Curls of Wisdom

Straight from my brain to your screen

Thursday, June 16, 2005

I am slack

I can't believe I've waited so long between posts. And so much has happened! I am writing this post not from my PC, but from my shiny gorgeous new toy - a laptop! A very pretty, ultra-cool laptop, to be exact. I've had it for a week now, and the novelty isn't wearing off yet. It's fabulous. Not only that, but when I actually manage to get a good backpack to carry it in, I will undergo another whole wave of novelty, being able to carry my computer around with me. Oh, the joy!

In other news, it is now STUVAC, which essentially means that I should be studying but amn't really. Have no fear, though, it's my way. I'm sure my brain knows what it's doing. A week and a bit until your first exam, brain!

I saw some of question time during lunch today. I tell you, it's no wonder the country is such a mess. Instead of taking the opportunity to actually lay out policy and clear up misunderstandings, the senators use their reply time to insult their questioner, and avoid the issue completely. It's a shambles. Of course, going from my experience of Yes Minister, all this capering about in the Senate, and the similar antics in the Lower House, are really just a way of giving the pollies something to do while the public servants get on with running the country. Makes them feel important, you know.

Monday, June 06, 2005

Assessments galore

It's that time of the semester when it feels like all your assessments come at once. Exams, quizzes, assignments, all rolled together into a huge slavering beast which buries you under a hail of marking schemes and percentage markings. Professors from all faculties join forces and plot, cackling with glee, to make sure that you have to do everything all at once. All over campus, students can discuss nothing else but what a long essay they have to write, or how many exams they must sit. The library staff suddenly have three times as much work, as the entire Arts Faculty descends upon them in a last minute rush for research material, students progressing to more and more obscure books in the desperate hope that something in them may prove the key to boosting their mark to a Distinction.

I, on the other hand, have a different tactic. Sensing an exam or a due date rapidly approaching, my brain does a curious thing. It does not like stress, you see, so when it recognizes the approaching deadline as the source of its discomfort it panics and tries to purge the offending thought. That is to say it thinks about anything but the exam, preferring to focus instead on some other form of distraction, such as writing blogs, and thus put off thinking about anything nasty until it can do so for the least possible amount of time. That is to say, immediately beforehand.

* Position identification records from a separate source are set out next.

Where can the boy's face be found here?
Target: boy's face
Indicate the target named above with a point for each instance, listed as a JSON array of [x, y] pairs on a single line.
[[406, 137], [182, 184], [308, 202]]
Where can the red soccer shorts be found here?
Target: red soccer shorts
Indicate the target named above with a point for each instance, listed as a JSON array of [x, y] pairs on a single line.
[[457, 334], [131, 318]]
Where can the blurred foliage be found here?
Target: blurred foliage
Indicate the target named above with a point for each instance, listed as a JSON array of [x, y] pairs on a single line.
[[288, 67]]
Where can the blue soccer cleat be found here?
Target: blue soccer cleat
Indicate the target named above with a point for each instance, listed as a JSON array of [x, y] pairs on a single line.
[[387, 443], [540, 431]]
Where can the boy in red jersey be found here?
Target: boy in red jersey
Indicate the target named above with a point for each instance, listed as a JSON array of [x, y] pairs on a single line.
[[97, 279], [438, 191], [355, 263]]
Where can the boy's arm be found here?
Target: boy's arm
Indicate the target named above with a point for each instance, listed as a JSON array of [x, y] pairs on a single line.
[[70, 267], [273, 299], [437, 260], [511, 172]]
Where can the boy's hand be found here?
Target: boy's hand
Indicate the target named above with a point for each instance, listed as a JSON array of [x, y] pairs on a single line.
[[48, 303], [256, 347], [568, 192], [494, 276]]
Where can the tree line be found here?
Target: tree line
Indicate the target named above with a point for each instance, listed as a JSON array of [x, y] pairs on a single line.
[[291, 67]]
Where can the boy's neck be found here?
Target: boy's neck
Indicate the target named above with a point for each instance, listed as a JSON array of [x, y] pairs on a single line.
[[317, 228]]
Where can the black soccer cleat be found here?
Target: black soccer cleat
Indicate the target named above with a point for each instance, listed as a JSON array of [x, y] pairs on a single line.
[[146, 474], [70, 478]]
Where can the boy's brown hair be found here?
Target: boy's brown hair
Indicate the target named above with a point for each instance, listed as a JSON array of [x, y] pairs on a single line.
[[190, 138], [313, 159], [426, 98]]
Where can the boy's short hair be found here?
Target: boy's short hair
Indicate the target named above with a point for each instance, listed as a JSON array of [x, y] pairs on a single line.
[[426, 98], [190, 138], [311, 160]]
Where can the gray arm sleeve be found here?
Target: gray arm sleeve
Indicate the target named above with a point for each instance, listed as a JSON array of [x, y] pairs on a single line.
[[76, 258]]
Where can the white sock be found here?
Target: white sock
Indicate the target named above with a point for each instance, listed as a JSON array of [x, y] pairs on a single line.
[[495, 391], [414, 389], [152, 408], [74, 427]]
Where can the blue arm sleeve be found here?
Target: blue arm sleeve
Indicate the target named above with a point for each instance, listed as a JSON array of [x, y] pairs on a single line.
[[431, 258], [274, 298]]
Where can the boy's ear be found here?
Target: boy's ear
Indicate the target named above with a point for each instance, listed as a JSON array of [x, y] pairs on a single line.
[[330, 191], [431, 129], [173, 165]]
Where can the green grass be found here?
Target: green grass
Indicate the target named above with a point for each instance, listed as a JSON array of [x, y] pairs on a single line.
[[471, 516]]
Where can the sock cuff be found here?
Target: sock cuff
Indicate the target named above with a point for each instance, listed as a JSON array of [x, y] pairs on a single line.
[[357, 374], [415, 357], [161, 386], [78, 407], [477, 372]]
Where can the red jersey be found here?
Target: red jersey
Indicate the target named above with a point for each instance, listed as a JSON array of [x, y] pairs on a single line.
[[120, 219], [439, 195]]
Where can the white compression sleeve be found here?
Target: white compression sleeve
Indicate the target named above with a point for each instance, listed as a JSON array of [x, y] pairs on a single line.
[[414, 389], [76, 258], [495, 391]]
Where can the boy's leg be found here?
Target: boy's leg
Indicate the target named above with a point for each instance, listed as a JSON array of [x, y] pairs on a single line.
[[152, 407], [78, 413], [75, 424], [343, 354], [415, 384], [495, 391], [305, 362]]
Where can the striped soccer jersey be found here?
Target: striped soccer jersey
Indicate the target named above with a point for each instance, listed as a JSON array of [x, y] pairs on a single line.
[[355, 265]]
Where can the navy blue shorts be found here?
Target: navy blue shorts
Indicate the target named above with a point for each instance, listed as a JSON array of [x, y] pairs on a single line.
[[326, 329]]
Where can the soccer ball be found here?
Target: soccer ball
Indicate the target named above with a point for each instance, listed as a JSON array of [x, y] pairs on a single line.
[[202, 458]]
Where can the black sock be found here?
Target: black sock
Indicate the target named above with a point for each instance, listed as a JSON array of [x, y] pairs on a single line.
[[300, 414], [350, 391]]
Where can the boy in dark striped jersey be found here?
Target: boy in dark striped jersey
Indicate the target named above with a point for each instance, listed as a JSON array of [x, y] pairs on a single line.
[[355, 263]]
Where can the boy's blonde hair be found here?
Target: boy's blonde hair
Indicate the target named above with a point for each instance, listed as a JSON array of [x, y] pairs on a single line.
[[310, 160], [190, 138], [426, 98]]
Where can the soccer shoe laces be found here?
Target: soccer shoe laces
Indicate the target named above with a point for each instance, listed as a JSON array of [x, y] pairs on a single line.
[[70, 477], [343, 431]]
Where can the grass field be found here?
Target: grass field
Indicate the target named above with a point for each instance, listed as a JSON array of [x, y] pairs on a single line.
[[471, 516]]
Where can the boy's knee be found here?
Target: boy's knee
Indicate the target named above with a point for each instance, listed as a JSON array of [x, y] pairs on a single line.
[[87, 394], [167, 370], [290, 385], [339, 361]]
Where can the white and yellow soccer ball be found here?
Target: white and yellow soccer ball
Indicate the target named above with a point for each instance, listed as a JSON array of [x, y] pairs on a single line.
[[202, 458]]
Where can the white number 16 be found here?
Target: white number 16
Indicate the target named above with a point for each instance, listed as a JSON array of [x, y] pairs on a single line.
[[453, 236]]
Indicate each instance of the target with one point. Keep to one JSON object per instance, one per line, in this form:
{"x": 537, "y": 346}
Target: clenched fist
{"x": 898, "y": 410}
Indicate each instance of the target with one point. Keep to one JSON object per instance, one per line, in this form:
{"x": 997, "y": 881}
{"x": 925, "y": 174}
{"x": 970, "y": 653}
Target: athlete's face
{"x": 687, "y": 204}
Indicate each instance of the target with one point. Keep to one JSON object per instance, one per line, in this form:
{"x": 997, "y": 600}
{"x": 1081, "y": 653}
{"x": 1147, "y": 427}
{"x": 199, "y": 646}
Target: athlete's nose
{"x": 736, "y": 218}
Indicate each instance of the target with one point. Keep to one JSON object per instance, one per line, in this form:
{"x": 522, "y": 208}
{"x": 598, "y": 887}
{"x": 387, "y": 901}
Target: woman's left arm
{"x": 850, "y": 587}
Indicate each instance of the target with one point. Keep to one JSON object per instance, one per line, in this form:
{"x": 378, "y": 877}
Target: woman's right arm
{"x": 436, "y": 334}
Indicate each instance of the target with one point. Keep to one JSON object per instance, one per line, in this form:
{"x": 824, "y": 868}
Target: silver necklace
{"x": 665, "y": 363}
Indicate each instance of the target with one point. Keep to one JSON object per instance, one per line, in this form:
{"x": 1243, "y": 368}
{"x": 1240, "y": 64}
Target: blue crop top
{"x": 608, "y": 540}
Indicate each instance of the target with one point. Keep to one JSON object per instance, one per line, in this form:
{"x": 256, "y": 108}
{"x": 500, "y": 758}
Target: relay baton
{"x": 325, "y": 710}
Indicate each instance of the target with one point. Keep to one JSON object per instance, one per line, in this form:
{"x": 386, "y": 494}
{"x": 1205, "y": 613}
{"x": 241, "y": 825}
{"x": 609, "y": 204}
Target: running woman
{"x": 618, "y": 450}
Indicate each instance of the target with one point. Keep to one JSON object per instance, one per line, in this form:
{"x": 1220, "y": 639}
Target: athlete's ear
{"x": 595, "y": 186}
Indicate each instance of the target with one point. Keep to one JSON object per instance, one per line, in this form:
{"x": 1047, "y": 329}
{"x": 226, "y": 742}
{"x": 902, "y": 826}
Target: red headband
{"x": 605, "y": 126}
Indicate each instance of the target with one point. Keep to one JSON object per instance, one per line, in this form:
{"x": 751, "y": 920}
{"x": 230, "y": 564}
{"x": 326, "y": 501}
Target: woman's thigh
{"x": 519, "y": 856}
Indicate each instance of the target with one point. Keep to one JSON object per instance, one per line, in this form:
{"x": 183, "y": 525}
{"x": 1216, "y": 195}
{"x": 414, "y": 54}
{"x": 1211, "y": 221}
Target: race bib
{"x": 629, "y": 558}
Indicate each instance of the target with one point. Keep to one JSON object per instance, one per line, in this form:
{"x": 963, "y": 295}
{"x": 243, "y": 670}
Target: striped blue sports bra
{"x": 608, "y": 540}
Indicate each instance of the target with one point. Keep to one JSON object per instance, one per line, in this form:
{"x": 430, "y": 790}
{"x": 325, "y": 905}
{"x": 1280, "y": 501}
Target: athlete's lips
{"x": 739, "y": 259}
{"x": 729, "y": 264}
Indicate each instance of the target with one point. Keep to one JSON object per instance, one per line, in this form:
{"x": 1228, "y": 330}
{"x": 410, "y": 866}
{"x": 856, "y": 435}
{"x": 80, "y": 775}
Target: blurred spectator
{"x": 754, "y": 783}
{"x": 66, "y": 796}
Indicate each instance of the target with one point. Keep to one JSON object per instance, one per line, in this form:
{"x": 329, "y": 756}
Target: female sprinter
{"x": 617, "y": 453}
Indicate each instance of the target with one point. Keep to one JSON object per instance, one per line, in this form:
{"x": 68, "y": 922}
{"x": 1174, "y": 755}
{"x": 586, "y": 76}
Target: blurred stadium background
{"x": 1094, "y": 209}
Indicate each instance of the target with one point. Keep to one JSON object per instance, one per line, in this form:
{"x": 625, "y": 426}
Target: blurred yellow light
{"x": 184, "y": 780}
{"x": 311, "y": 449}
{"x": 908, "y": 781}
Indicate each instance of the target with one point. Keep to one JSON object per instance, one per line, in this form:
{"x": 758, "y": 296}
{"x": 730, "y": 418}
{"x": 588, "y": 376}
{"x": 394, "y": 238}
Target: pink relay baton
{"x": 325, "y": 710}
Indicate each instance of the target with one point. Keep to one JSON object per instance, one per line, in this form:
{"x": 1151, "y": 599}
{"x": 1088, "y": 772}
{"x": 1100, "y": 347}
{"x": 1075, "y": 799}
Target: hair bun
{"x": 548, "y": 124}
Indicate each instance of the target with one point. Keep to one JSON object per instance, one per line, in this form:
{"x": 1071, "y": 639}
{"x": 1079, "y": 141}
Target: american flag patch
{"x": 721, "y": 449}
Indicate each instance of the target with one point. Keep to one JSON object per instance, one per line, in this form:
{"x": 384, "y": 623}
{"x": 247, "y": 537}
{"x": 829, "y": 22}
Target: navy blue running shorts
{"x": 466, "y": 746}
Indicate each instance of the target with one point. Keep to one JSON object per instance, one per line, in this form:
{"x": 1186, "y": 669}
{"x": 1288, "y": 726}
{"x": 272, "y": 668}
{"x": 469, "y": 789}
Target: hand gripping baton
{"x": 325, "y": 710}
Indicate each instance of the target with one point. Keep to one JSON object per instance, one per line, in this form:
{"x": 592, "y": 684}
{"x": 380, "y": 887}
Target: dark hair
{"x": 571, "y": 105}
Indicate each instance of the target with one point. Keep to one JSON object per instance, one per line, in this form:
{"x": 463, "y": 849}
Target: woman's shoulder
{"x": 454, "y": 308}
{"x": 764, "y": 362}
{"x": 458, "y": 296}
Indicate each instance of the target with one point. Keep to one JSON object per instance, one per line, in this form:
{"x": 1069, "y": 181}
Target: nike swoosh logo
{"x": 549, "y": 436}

However, whatever your tactic for dealing with the horrible time that is the end of semester we are all in it together, so let us join in feeling stressed and panicked and celebrate the end of a wonderful half-year. Remember, in a few weeks we can put it all behind us and totally forget all about it until the same time next semester when it will all come flooding horribly back.

NB - I have it on fairly good authority that my mother peruses this blog once in a while (indeed she is probably the only one, everyone else preferring to do something more interesting like, say, look at their toes, or make friends with a small piece of lint). If so, I would ask her kindly to not read the second paragraph of this post. Thankyou.

Wednesday, June 01, 2005

I'm hungry

It seems that the vending machines have been removed from city train stations this week. Vanished into fat air, they did. Now I learn that the reason is just as stupid as I feared; the powers that be are convinced that there is a group of terrorists lined up replace twisties and coke cans with grenades and pipe bombs. Of course, silly me. It's obvious, really. Not paranoid or ridiculous at all. 'The terrorists' are going around putting bombs in vending machines, then collapsing with laughter when some poor innocent commuter pays $2.10 and receives, instead of the delicious snack he's expecting, a rather violent explosion.

Really, people, when we start getting this paranoid haven't the terrorists already won (to coin a phrase)? Although I suppose, since the bins have been removed from the stations already for the same reason, the lack of vending machines will cut down on litter.